Grizzled Sisyphus, it is fair to say, did not make merry. Homer recounts in “The Odyssey” that his occupation would make your most exasperating workplace drudgery seem like an early-summer stroll down the Croisette:
And I saw Sisyphus at his endless task raising his prodigious stone with both his hands. With hands and feet he tried to roll it up to the top of the hill, but always, just before he could roll it over on to the other side, its weight would be too much for him, and the pitiless stone would come thundering down again on to the plain. Then he would begin trying to push it up hill again, and the sweat ran off him and the steam rose after him.
That’s about all we know about this mythological figure, whose tedious eternal punishment has for centuries unnerved readers. And in these short, dark,early-winter days, advertisers and publishers can easily see some of Sisyphus’ plight in their own trials. Digiday, for example, regularly reports on advertisers who put a lot of work into a campaign and, at the end of the day, have little assurance of its effectiveness. They stand on the hill with Sisyphus and watch, mouths agape, the stone tumble down to the plain. When the campaign is finished, they trudge on down and take up the next stone.
Others are frustrated in their attempts to find a way to adequately measure the effectiveness of new forms of technology. An anthem for digital media — or a subtitle to Digiday’s reporting — could be: How much should companies invest in advertising methods that cannot be adequately measured? Answers are invariably less than satisfying.
If you feel like Sisyphus more than you’d like to admit, take heart, for the French novelist and essayist Albert Camus wrote in the 1940s that we all have a bit of Sisyphus in us. Sisyphus represents human beings in the modern world. The argument starts with the premise that life is absurd because we are thrown into a situation, namely, life, where we desire to impose understanding and clarity on an irrational world. Too often, people go to extremes in confronting this problem: They either give in to the world’s irrationality (e.g., nihilists) or they become all the more resolute in imposing their ideas the world (e.g., most people). Camus maintains that both options are bound to fail.
The solution, such as it is, to the absurd condition of life is to simply become conscious of its absurdity. Once we acknowledge that the world is fundamentally at odds with our calculating minds, we can begin to live honestly. Camus believes that success is a matter of persisting without believing we will ever resolve the ambiguities that make up our lives. We exhibit courage in continually acknowledging our failures and plugging along in spite of them.
And so Sisyphus is a hero, not only for advertisers but for everybody living in the modern world. He is conscious of his absurd condition and can, therefore, not be entirely subject to it. Camus writes, “The lucidity that was to constitute his torture at the same time crowns his victory.” The victory is perhaps meager, but Camus believes it’s the most anyone could wish for in a world that is so opposed to our desire for order and control.

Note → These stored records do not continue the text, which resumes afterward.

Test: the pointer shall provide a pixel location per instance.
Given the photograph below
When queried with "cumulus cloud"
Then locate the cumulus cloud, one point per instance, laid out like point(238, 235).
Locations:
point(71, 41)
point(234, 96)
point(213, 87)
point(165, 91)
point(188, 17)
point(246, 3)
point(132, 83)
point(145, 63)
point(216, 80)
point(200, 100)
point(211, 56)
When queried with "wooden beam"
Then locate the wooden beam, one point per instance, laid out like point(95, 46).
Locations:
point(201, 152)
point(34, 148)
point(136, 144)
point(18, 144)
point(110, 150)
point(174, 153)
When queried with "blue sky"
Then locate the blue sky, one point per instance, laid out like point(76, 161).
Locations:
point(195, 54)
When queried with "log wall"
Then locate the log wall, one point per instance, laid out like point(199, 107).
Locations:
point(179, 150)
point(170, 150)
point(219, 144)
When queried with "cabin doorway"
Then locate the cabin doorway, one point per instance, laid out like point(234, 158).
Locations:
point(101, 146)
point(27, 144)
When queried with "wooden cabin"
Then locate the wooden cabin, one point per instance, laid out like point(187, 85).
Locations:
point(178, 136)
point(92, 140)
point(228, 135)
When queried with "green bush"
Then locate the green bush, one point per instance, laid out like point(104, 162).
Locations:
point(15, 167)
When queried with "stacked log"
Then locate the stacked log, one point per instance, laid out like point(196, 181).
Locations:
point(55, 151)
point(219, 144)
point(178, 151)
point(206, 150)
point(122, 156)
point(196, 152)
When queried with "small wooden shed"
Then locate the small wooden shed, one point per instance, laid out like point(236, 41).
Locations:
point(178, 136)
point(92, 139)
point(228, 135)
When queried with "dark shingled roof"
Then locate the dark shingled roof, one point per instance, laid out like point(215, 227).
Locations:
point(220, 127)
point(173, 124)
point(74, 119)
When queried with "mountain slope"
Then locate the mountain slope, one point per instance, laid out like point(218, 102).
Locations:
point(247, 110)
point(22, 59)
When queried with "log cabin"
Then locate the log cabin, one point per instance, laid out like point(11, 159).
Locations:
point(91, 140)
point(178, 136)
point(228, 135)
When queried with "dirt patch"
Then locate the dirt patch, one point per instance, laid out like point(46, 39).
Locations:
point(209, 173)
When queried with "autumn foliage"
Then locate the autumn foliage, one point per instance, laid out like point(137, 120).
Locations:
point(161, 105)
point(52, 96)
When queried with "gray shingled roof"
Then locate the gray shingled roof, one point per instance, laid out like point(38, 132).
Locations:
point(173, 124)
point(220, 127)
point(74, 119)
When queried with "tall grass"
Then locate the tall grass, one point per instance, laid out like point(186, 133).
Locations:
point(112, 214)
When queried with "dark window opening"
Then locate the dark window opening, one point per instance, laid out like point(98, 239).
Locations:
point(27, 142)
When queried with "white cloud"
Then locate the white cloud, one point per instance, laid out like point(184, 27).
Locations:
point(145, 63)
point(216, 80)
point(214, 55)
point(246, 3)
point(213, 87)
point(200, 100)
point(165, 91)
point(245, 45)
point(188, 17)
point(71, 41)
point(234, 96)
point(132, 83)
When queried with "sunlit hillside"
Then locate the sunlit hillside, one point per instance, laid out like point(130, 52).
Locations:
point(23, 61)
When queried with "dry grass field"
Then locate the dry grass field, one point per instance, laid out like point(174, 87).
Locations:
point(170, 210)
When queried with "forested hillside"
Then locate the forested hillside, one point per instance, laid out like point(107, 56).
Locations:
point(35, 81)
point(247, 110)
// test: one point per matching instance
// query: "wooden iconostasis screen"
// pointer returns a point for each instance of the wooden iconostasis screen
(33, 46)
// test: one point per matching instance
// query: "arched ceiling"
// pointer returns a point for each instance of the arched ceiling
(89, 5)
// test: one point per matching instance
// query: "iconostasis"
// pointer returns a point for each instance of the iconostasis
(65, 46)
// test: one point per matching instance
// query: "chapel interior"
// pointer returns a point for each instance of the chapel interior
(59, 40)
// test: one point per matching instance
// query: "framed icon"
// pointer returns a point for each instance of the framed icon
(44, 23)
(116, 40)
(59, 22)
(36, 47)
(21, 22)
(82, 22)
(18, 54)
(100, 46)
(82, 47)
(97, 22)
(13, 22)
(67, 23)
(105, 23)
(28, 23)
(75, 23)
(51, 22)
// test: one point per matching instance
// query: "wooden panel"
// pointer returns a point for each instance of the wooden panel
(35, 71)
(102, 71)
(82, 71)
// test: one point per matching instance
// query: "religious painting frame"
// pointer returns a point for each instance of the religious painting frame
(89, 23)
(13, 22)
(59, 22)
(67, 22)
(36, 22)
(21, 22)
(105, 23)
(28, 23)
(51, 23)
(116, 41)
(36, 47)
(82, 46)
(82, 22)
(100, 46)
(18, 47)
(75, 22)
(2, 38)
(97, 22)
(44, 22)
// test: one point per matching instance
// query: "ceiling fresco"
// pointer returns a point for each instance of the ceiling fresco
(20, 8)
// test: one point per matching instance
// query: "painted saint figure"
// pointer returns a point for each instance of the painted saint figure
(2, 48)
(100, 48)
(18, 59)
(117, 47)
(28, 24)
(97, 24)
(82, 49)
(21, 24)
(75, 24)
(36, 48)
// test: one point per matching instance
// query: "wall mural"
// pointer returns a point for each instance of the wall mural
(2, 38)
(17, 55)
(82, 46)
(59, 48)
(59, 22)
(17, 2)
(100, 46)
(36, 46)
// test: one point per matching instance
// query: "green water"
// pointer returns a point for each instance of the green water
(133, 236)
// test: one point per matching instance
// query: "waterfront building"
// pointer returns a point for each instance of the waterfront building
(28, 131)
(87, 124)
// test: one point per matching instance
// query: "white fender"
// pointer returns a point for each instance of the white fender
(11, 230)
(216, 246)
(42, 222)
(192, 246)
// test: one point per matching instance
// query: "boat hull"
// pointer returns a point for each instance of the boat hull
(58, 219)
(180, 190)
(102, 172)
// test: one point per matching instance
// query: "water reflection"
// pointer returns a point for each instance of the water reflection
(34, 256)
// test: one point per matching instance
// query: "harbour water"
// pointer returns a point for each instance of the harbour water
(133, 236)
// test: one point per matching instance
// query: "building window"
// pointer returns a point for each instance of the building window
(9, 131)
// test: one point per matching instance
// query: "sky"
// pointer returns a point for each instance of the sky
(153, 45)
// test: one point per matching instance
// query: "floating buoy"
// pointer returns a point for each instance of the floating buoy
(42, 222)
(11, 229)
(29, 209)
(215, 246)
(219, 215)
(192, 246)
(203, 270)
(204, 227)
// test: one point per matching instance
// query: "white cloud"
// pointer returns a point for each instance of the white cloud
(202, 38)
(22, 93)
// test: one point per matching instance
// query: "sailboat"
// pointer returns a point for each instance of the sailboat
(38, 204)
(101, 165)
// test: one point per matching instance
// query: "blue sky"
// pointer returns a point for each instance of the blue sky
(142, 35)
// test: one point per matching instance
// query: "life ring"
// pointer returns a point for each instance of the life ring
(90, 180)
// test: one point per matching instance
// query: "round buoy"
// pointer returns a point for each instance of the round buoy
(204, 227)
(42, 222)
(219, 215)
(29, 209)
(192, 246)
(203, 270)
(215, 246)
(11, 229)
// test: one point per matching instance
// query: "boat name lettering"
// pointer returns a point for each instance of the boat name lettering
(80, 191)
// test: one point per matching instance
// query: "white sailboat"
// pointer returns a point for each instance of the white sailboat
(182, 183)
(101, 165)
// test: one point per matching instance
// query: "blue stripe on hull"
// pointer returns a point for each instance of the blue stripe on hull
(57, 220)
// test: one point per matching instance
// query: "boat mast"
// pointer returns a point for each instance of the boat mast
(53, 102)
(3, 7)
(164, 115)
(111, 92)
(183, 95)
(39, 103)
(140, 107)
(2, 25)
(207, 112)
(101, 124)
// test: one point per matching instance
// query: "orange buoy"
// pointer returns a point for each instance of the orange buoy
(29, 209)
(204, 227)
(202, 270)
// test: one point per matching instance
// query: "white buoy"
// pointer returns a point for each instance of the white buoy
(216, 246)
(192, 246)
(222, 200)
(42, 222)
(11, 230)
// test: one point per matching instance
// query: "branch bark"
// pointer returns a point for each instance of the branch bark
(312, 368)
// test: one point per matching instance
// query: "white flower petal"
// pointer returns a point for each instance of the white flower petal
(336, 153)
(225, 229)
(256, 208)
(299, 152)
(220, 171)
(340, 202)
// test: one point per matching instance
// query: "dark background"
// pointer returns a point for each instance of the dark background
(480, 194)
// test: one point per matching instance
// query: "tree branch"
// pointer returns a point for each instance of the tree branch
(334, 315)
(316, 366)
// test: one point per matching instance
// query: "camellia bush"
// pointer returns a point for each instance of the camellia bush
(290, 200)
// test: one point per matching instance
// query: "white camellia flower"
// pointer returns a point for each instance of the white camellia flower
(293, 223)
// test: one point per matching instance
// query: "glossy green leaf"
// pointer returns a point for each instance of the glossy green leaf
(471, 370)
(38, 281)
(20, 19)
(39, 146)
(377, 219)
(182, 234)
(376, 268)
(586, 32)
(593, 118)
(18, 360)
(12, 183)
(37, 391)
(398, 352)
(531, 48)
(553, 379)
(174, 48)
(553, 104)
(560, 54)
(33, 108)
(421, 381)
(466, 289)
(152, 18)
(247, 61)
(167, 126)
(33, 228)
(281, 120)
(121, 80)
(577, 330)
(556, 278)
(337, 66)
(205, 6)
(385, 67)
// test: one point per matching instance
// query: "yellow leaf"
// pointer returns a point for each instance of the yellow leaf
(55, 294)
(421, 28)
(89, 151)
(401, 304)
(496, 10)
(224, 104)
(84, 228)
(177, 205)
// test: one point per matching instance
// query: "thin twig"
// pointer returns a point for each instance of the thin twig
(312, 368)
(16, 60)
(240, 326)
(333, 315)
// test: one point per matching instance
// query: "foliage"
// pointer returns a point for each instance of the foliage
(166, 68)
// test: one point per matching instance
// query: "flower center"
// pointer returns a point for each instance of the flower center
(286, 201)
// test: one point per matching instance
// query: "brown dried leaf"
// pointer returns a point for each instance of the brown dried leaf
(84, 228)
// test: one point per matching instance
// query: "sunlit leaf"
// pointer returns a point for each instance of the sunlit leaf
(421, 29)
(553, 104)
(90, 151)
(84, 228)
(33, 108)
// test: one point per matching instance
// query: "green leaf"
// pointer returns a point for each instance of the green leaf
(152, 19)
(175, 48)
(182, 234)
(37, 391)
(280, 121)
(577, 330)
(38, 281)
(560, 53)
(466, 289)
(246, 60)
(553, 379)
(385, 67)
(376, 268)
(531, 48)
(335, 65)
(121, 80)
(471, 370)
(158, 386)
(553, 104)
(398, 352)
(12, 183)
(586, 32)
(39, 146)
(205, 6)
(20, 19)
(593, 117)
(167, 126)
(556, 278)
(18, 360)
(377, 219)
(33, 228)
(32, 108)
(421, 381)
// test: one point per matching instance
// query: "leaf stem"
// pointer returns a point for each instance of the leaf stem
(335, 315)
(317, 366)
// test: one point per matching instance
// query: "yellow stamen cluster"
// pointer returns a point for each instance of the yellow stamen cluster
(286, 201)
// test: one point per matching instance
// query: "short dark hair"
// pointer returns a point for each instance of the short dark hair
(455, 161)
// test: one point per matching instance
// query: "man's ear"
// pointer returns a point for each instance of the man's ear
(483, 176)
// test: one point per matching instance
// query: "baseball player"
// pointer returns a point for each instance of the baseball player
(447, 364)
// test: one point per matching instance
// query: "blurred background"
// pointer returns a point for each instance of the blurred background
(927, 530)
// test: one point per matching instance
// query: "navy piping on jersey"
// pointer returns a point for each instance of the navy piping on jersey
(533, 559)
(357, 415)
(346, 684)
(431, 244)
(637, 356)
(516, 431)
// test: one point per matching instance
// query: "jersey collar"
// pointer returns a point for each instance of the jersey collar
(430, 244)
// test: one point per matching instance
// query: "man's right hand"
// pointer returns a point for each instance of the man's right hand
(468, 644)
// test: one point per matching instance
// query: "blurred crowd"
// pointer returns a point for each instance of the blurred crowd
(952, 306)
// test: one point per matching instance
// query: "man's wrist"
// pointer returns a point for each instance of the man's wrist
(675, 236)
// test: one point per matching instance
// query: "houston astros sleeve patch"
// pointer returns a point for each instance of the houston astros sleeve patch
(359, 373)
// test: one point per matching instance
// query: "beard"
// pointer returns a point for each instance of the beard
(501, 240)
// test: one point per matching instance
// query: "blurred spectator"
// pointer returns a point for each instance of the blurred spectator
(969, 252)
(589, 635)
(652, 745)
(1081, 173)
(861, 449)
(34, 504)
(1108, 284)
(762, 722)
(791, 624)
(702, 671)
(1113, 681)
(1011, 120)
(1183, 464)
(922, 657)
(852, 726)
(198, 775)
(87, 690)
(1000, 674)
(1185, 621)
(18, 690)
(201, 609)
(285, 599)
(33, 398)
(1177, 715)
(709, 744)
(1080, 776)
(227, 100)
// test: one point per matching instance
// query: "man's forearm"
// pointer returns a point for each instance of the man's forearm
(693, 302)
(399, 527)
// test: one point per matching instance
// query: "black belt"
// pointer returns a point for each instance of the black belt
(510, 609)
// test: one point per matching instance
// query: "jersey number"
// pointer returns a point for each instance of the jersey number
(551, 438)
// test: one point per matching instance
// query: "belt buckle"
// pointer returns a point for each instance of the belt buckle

If you feel anxiety about your campaign’s metrics or the fuzziness of ROI this holiday season, find solace in the example of Sisyphus. Reject the false promise of clear understanding or evasive platitudes. Instead, embrace the absurdity of life, and keep persisting with a clear mind in tasks that have no certain outcome. And if your clients or co-workers are growing uneasy with the hazy metrics in a campaign, a holiday gift of Camus’ “The Myth of Sisyphus,” available in translation and in paperback, may be just the thing.